A doctor came near. I almost screamed, “where’s the cold cap!! Isn’t that why she’s here??”
Very bluntly he laid it all out: it wouldn’t help now. It was too late. She had no more neurological activity. Her eyes were fixed and dilated. “I’m sorry,” he said. “So we’re just going to let her go?!” I demanded. Apparently, we were. I saw it in my husband’s eyes. At that moment I had to accept what was happening, although I’m sure I was not really comprehending the full implications of Hazel’s condition. Her heart was barely beating, but she was still there. Wasn’t there a glimmer of hope? No. Not even a glimmer. I was going to lose her. So I decided that our last minutes together would be as peaceful as I could make them. I asked if I could put my arm under her tiny limp head. The nurses agreed, and actually moved her off the table, tubes and all, into my arms where I sat waiting in a large, stiff rocking chair. I nestled her as best I could around all of the tubes and wires. Soon a monitor started beeping. My husband and I ignored it. We were too locked on Hazel’s sweet face to care. But a nurse came in and noticed that the heart beat monitor had flat lined. She used her stethoscope to find a pulse. “I don’t hear one.” she said too calmly, too flatly, too coldly.
The doctor came in. He didn’t find one either. Time of death: 12:09 pm. My baby died in my arms after just 8 hours and 21 minutes of physical agony in this world. Minutes after her passing, our children arrived. They had just missed seeing their little sister alive. As their mother, I had the duty of delivering the sad news as gently as I could, and with as much dignity as I could muster.
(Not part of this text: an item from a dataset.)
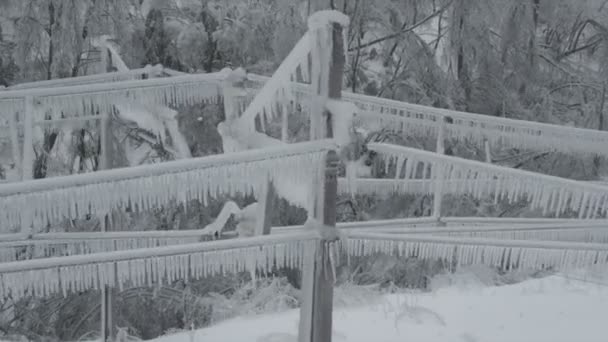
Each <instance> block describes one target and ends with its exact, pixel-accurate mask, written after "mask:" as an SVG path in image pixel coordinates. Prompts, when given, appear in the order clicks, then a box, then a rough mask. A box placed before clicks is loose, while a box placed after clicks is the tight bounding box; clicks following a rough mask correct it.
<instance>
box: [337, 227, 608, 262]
mask: <svg viewBox="0 0 608 342" xmlns="http://www.w3.org/2000/svg"><path fill="white" fill-rule="evenodd" d="M346 235H347V236H346V238H345V241H344V242H343V248H344V249H346V254H347V255H348V256H349V257H360V256H369V255H373V254H376V253H382V254H388V255H396V256H399V257H415V258H419V259H435V260H446V261H448V262H452V263H454V264H456V265H458V266H462V265H471V264H485V265H488V266H493V267H501V268H503V269H512V268H532V269H546V268H552V269H559V270H564V269H577V268H582V267H588V266H592V265H596V264H606V263H608V245H606V244H598V243H577V242H556V241H521V240H519V241H518V240H496V239H494V240H493V239H480V238H466V239H463V238H453V237H440V236H412V235H408V236H404V235H397V234H382V233H355V232H348V234H346ZM505 256H509V257H508V258H507V257H505Z"/></svg>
I know that angels bore me up in that moment. I never dreamed I would have to deliver such devastating, soul crushing news to my own children. They each got a turn to hold her, kiss her, and say a good bye. My oldest daughter brought a hat she had just finished knitting for Hazel. We put it on her. Our children left, and we continued to hold Hazel for hours. Funny, I had just delivered a baby, and we had not eaten anything all day long. Yet even as evening came on, I felt no hunger. Only emptiness. Time wore on. If I could have, I would have stopped time so that I could spend endless hours holding my little one. But I knew I had to leave the dead to go care for the living. My children at home were hurting and they needed me. So we began the solemn, heart wrenching process of giving Hazel her first and only bath.
When she was clean, I dressed her in a white gown that a social worker gave to us in a plastic bag marked “Bereavement kit: girl”.
So now I was a case for social workers. I was angry at myself for leaving my hospital bag in my ride’s car. It contained all the things I wanted to put on Hazel in that moment: the blanket, the outfit, the cute socks, the hair bow. She would never wear any of it. Instead, she was wearing this donated “bereavement kit”. After I had dressed her in the white gown, her umbilical cord began to bleed all over and we had to take the bereavement kit off. The nurse spent quite some time hunting down an outfit that would fit my 8 lb 15 oz., 21.5 inch baby. Apparently the NICU is only used to dressing premies, not large, chubby, full term babies with massive heads of hair. They stuffed my baby into a too-small, shabby, red and white outfit. I smoothed her hair once more, laid the donated pink, crocheted blanket on her, kissed my last kiss and left my baby behind.
That is not the end of Hazel’s story. It really is the beginning. But the rest I cannot tell you until I meet her again in that other world where there are no dead babies or heart-broken mothers.